その人は会社の上司で、でも友達で、付き合ってるのか噂されるほど仲が良かったけど、でも何も分からない人だった。
その人は暖かな缶コーヒーを握りしめながらぽつりと呟いた。
「私って、なんの為に産まれてきたのかな……。」
え、と聞き返せばいつも通りヘラりと笑って、だって毎日寝て起きて会社行くだけだもん、という。

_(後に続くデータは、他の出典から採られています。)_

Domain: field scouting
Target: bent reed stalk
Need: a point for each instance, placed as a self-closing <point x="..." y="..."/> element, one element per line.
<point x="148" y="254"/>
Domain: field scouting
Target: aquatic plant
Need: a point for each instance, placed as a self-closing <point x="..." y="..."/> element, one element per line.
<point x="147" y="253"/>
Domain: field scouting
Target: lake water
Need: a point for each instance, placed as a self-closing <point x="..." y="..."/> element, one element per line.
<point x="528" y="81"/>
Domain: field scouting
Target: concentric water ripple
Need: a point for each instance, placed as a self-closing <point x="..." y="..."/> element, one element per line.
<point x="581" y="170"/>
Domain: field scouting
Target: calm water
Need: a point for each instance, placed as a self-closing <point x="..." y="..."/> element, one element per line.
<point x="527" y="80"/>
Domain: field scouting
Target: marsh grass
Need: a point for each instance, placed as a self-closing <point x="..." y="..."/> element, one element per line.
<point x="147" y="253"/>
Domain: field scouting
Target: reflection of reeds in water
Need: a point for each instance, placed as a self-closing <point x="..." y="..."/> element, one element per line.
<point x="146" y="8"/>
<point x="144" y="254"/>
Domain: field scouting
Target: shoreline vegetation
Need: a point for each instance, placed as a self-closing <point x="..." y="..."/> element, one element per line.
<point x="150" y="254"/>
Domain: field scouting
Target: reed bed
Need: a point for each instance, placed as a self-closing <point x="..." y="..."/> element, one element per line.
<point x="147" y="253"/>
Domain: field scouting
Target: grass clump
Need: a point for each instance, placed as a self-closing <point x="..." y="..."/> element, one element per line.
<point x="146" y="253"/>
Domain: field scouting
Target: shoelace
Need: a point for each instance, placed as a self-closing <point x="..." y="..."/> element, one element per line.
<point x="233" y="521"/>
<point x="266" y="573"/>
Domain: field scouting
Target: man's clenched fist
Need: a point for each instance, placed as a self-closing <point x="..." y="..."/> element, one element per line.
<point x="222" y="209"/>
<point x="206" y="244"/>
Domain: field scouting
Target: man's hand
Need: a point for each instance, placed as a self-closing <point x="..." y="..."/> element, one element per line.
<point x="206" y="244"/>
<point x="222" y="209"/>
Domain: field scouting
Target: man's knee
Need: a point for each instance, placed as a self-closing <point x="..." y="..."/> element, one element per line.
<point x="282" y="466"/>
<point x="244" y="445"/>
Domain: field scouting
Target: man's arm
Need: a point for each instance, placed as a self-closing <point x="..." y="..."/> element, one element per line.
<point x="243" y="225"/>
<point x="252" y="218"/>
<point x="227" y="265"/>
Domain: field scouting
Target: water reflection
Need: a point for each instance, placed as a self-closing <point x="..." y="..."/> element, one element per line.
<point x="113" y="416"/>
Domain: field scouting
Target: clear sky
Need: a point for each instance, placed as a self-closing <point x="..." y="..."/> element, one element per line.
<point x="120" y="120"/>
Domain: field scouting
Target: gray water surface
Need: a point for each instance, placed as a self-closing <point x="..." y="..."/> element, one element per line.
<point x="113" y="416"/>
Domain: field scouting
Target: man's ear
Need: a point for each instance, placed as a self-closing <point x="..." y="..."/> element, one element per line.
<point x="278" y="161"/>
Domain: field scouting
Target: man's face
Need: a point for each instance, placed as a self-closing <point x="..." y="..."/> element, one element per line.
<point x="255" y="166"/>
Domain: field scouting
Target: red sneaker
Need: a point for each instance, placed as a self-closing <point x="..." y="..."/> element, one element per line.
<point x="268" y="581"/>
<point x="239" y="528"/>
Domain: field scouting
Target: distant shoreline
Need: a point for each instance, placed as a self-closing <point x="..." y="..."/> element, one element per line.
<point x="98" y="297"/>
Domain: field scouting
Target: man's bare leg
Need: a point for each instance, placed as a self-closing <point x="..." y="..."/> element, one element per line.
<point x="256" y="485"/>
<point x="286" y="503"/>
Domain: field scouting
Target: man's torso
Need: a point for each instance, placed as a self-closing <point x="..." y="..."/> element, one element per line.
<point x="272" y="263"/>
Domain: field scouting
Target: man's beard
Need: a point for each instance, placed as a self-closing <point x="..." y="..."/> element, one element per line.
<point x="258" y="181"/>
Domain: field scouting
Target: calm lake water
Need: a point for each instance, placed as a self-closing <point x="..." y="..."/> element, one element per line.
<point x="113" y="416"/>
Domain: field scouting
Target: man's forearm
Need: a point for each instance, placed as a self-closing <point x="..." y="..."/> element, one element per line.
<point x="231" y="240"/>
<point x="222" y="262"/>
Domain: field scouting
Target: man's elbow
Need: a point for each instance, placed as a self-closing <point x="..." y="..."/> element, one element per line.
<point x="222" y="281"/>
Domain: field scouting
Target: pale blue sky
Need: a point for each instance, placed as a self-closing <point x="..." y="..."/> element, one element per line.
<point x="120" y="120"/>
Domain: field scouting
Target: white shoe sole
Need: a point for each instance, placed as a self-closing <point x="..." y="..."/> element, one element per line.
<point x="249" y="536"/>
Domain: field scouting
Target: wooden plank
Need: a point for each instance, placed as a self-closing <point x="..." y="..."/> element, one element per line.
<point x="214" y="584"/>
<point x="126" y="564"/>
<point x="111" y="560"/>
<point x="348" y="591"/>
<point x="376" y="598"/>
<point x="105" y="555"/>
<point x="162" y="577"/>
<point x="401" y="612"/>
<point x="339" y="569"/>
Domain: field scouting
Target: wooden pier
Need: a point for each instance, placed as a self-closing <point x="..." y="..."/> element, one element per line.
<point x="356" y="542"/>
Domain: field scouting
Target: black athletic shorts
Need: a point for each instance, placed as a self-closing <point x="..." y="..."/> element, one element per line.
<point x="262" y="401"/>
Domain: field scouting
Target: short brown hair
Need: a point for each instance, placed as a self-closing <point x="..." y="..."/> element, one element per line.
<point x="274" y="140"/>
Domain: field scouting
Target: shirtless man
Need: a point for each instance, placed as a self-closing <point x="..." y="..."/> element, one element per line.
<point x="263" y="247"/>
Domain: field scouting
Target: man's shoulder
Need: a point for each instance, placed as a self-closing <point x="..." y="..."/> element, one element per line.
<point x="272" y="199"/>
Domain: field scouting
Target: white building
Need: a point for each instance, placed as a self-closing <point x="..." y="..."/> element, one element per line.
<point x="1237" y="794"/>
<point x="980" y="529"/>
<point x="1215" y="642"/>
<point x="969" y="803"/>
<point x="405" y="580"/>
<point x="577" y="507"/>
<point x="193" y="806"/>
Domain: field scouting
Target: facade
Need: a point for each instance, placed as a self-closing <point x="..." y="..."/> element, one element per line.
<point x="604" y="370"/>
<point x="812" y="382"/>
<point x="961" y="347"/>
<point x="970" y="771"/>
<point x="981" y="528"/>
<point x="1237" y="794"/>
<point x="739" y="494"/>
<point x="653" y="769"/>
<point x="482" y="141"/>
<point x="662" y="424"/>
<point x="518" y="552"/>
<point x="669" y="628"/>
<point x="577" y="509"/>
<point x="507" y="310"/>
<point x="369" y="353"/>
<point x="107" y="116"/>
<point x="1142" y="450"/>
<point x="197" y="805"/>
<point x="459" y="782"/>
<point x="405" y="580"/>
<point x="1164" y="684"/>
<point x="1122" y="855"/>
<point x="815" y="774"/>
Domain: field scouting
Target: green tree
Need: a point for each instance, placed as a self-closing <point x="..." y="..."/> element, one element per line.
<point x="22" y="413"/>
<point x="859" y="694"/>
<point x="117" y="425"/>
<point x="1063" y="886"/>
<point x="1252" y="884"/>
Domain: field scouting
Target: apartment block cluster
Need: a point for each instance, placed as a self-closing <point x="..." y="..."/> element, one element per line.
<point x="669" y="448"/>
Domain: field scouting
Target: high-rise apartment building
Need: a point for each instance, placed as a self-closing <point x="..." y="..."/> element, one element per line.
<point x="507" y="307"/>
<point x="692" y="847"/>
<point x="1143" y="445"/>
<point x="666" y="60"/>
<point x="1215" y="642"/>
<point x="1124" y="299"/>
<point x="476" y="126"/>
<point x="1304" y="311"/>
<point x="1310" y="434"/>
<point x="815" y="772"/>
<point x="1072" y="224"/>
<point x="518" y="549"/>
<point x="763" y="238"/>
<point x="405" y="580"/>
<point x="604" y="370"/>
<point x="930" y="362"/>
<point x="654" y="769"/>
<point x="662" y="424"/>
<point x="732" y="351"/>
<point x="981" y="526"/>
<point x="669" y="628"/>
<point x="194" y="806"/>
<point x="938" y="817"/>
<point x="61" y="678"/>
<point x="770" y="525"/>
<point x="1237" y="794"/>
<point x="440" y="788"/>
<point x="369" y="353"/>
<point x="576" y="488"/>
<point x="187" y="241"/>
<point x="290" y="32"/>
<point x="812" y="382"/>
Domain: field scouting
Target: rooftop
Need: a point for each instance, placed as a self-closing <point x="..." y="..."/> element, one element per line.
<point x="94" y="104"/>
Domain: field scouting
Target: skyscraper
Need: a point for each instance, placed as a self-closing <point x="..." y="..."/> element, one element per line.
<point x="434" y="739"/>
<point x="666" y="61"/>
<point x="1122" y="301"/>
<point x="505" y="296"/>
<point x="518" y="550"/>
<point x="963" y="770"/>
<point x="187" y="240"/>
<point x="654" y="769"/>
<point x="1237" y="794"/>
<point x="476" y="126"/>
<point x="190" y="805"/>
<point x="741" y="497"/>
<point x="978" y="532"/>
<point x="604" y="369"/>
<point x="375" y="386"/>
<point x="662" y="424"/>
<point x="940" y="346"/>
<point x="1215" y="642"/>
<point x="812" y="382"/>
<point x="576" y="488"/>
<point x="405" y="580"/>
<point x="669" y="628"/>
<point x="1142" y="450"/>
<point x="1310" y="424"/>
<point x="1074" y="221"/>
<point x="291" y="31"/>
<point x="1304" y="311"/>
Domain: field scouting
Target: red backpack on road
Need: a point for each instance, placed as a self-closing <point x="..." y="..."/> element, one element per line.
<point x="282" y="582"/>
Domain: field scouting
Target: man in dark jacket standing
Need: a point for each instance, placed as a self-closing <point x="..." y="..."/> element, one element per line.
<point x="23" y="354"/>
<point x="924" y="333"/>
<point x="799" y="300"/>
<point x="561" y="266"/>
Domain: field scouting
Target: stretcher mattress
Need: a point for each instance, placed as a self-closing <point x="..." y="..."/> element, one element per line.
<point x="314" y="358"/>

この人は何も言わない。自分の身の上の話も、内心も、抱えている悩みも。
缶コーヒーから立ちのぼる白色を辿って夜空を見上げれば、小さく星が瞬いていた。
ふと隣を見れば貴方の長いまつ毛がふるりとゆれる。
そんな幻想的な景色にあてられて、思わず柄でも無いことを、でも、そうだったらいいという願いを口に出してしまった。
「……幸せになるため、とか。」
それを聞いた貴方はくつりと笑って、確かにそうだと納得した様子だったっけ。
今日も私は、貴方の居なくなった会社に通勤し、貴方ではなくなった上司と仕事をする。
唯一、貴方を尊敬できないところだ。だから私は貴方の様にはならない。貴方と同じ選択はしない。
今日も一人、こっそり呟く。
「…………しあわせに、なるために…………。」
何気ないふり
少し見上げないと確認できない彼の顔。
私の歩幅に合わせて長い脚を弄びながら歩いてくれる所。
何時もお洒落な洋服。
太陽を反射してキラキラ輝く川の水面を背景に、彼の歩幅に合わせてふわふわ動く黒い髪。
丁寧な話し言葉の中に、偶にある乱暴な口調。
紳士的な態度。
ピンと伸びた背筋に、綺麗な所作。
私より年下のくせに、生意気に私を揶揄ってくるところも、そのくせ私の勇気を出した素直な気持ちにちゃんと照れてくれるところも、寝顔も、大きな手も、包帯だらけの身体も……。
挙げればキリがない程好きなところが溢れてくる。
彼にバレないように半歩後ろから眺めていたのが気づかれたのか、微笑みながら振り返る君。
「ふふ、見すぎ。」
赤くなった頬を斜陽のせいにして、何気ないふうを装って云う。